Re: Dotted Circle plus Combining Mark as Text

From: Asmus Freytag <asmusf_at_ix.netcom.com>
Date: Sun, 20 Oct 2013 12:32:53 -0700

On 10/20/2013 1:47 AM, Jukka K. Korpela wrote:
> 2013-10-20 2:38, Richard Wordingham wrote:
>
>> Is a sequence of a U+25CC DOTTED CIRCLE plus a combining mark plain
>> text?
>
> Well, is <h1>hello<h1> plain text? The answer is that any string of
> characters may be considered as plain text and any string of
> characters may be treated as rich text according to some conventions.
>

Unless some such conventions have been established, a string of
character codes is plain text.

A random implementation choice is a bug, not a convention.
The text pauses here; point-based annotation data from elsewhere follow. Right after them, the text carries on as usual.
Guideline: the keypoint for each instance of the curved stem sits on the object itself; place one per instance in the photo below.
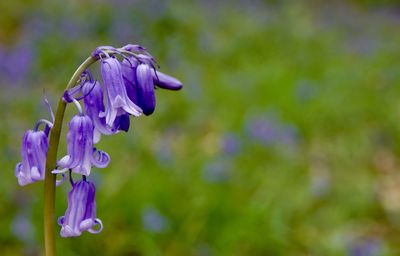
(50, 179)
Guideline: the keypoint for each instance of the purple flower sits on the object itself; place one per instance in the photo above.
(118, 102)
(81, 212)
(93, 101)
(129, 66)
(145, 89)
(81, 154)
(33, 152)
(165, 81)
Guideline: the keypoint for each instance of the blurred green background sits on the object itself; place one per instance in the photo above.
(284, 140)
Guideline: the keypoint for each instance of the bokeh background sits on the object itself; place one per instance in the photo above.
(284, 141)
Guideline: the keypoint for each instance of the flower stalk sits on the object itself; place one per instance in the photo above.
(50, 179)
(130, 86)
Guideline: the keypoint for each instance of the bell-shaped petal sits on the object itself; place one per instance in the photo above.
(93, 102)
(165, 81)
(128, 67)
(145, 89)
(118, 102)
(81, 154)
(81, 212)
(33, 153)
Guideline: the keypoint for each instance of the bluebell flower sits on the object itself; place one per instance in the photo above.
(145, 89)
(81, 212)
(33, 152)
(118, 102)
(81, 154)
(93, 102)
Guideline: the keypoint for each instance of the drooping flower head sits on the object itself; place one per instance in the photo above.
(81, 154)
(33, 151)
(81, 212)
(93, 101)
(118, 102)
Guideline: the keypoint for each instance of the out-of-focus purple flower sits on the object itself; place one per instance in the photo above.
(165, 81)
(22, 228)
(230, 144)
(145, 89)
(268, 132)
(81, 154)
(81, 212)
(102, 49)
(18, 64)
(33, 152)
(153, 221)
(118, 102)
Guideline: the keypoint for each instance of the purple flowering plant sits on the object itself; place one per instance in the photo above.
(129, 78)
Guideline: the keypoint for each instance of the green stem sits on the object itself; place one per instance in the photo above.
(50, 179)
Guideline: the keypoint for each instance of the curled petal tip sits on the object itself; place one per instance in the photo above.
(165, 81)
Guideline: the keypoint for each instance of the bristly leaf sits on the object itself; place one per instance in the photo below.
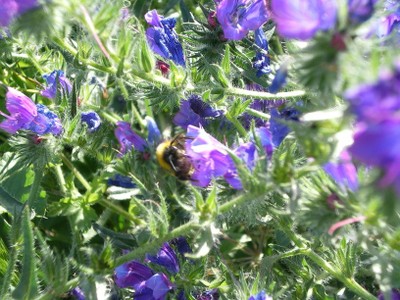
(27, 286)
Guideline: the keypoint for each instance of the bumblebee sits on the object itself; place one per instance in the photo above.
(171, 156)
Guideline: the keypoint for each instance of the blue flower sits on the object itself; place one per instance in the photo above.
(194, 111)
(154, 288)
(208, 295)
(121, 181)
(360, 10)
(279, 80)
(78, 293)
(343, 172)
(165, 257)
(211, 159)
(163, 39)
(128, 139)
(278, 128)
(378, 145)
(45, 122)
(261, 62)
(22, 109)
(181, 244)
(247, 153)
(91, 119)
(54, 80)
(302, 19)
(131, 274)
(154, 134)
(238, 17)
(11, 9)
(381, 96)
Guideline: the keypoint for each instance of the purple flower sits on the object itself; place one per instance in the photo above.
(261, 62)
(247, 153)
(181, 244)
(211, 159)
(165, 257)
(382, 96)
(278, 128)
(360, 10)
(162, 37)
(302, 19)
(194, 111)
(11, 9)
(208, 295)
(26, 115)
(238, 17)
(53, 80)
(128, 138)
(91, 119)
(279, 80)
(260, 296)
(22, 110)
(78, 293)
(378, 145)
(154, 288)
(45, 122)
(344, 173)
(121, 181)
(153, 135)
(131, 274)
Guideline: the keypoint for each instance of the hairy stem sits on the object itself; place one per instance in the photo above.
(323, 263)
(185, 230)
(263, 95)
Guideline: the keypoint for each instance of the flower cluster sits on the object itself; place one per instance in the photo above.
(11, 9)
(377, 138)
(238, 17)
(212, 159)
(25, 114)
(56, 80)
(194, 111)
(147, 283)
(92, 120)
(260, 296)
(261, 62)
(163, 39)
(343, 172)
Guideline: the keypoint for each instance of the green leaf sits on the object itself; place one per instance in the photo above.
(12, 205)
(27, 286)
(141, 7)
(121, 240)
(186, 14)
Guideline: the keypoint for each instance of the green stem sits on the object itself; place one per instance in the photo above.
(263, 95)
(120, 211)
(323, 263)
(109, 117)
(349, 282)
(51, 294)
(16, 229)
(242, 131)
(12, 256)
(185, 230)
(258, 114)
(66, 47)
(60, 179)
(150, 77)
(77, 174)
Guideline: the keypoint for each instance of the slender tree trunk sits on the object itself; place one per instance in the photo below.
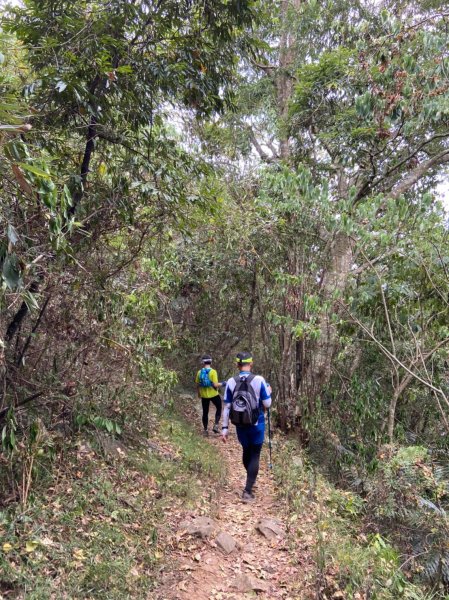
(318, 370)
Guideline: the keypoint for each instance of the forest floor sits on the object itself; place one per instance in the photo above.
(277, 566)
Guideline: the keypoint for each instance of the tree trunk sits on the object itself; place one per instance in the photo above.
(317, 370)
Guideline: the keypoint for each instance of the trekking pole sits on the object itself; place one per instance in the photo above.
(269, 438)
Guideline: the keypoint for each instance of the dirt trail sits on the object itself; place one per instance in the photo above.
(204, 572)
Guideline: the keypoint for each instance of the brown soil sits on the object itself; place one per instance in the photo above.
(282, 567)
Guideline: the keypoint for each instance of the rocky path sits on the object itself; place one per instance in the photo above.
(241, 550)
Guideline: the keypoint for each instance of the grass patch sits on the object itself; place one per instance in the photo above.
(98, 530)
(348, 563)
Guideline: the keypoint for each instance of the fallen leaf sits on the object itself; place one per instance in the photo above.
(31, 546)
(78, 554)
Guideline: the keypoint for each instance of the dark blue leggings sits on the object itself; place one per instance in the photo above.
(251, 458)
(216, 401)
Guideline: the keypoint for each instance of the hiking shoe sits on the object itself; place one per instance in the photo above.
(247, 497)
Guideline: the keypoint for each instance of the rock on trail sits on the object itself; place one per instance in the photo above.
(242, 552)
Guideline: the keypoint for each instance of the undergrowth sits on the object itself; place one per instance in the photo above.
(349, 562)
(95, 528)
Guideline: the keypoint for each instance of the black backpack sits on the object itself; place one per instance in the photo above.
(245, 405)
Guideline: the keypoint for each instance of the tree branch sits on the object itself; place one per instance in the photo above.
(417, 173)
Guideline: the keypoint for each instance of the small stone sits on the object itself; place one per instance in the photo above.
(270, 528)
(246, 583)
(202, 527)
(226, 542)
(298, 462)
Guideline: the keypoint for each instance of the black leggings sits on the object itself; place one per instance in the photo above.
(251, 457)
(216, 401)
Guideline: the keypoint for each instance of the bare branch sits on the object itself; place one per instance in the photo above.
(417, 173)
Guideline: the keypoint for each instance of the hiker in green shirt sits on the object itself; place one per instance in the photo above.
(207, 385)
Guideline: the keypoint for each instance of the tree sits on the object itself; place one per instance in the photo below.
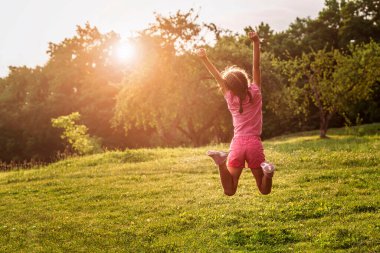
(332, 81)
(76, 135)
(167, 91)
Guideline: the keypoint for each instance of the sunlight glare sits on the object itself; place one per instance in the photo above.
(125, 51)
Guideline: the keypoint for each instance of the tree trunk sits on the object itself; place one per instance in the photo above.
(325, 118)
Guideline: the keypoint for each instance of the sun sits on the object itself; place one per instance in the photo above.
(125, 51)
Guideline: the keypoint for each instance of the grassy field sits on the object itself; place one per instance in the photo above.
(325, 198)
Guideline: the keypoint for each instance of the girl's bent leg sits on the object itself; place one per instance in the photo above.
(229, 178)
(263, 181)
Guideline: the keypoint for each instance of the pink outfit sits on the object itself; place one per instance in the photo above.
(246, 145)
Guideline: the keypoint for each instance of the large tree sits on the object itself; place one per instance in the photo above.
(332, 81)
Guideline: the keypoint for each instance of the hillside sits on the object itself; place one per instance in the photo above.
(325, 198)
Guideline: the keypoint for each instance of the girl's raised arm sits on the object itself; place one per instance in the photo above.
(212, 69)
(256, 71)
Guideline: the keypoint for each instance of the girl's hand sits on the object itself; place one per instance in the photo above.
(201, 53)
(253, 36)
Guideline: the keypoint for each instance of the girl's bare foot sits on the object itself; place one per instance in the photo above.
(219, 157)
(268, 169)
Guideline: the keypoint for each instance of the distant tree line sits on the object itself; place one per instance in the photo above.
(318, 73)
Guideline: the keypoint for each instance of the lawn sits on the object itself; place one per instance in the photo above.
(325, 198)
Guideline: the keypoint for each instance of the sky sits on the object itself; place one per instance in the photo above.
(27, 26)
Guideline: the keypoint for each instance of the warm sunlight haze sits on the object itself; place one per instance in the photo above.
(190, 126)
(125, 51)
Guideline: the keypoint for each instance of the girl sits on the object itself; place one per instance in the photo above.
(244, 101)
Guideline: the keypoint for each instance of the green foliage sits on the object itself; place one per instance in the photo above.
(166, 97)
(76, 135)
(334, 82)
(179, 103)
(325, 198)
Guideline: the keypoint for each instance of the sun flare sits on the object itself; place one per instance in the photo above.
(125, 51)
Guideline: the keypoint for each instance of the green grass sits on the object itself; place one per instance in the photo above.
(325, 198)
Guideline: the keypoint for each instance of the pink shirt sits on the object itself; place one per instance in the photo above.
(251, 120)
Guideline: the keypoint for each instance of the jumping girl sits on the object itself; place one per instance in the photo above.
(244, 101)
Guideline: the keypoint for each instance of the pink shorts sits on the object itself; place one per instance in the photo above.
(246, 149)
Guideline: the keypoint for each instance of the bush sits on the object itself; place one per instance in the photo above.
(76, 135)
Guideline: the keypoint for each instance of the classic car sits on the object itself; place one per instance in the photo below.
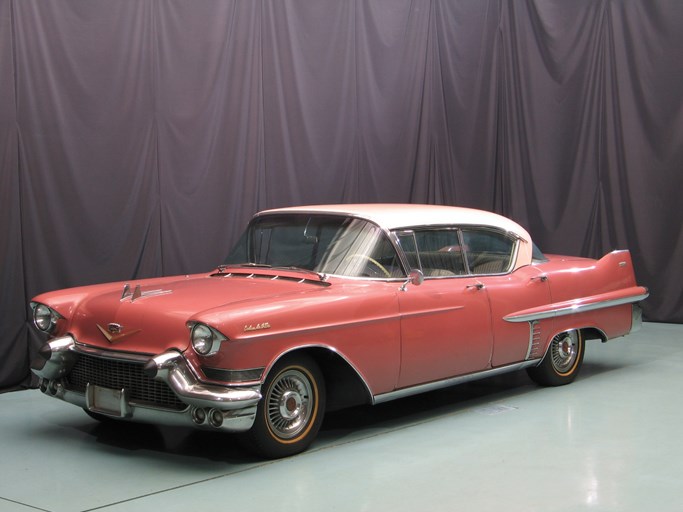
(320, 308)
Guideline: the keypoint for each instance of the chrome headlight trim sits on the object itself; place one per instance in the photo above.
(44, 317)
(205, 340)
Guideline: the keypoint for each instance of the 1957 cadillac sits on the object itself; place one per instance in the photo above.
(323, 307)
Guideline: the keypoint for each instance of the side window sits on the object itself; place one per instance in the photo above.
(437, 252)
(488, 252)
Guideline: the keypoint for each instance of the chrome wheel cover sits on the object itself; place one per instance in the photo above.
(289, 404)
(564, 351)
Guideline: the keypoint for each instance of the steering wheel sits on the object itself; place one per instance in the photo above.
(376, 263)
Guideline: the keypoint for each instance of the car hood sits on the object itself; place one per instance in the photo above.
(151, 316)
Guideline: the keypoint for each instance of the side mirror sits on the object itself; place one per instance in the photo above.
(416, 277)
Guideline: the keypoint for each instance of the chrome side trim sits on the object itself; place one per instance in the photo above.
(432, 386)
(534, 339)
(575, 309)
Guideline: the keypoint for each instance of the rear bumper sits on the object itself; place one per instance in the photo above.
(198, 404)
(636, 318)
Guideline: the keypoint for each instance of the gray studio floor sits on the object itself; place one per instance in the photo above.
(610, 441)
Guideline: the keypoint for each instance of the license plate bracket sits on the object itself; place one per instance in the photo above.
(111, 402)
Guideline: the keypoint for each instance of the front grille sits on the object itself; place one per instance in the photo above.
(117, 374)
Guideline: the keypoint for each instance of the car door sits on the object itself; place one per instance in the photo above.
(490, 254)
(445, 321)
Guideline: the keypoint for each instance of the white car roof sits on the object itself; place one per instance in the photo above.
(395, 216)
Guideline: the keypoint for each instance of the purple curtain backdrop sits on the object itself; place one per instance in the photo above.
(137, 138)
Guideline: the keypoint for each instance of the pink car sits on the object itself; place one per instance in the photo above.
(323, 307)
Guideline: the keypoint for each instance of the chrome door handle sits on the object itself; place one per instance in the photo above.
(478, 286)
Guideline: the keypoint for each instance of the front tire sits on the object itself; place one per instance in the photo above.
(562, 361)
(291, 411)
Just because Unicode does not provide a method to announce or register a
convention doesn't mean all behavior should reverently be treated as a
convention.

If so, how many dotted circles should appear?
>
> Possibly none. An implementation need not support any particular
> collection of characters. But an implementation that supports U+25CC
> must treat it as a spacing character, and an implementation that
> supports e.g. U+0300 must treat it as a combining mark. So if the
> implemention is capable of visually rendering them, it shall render
> U+25CC U+0300 as a dotted circle with an acute accent above it. In
> this case, exactly one dotted circle should appear, then.
>
> Implementations often have bugs in dealing with combinining mark. This
> may depend on the rendering software, or on the font.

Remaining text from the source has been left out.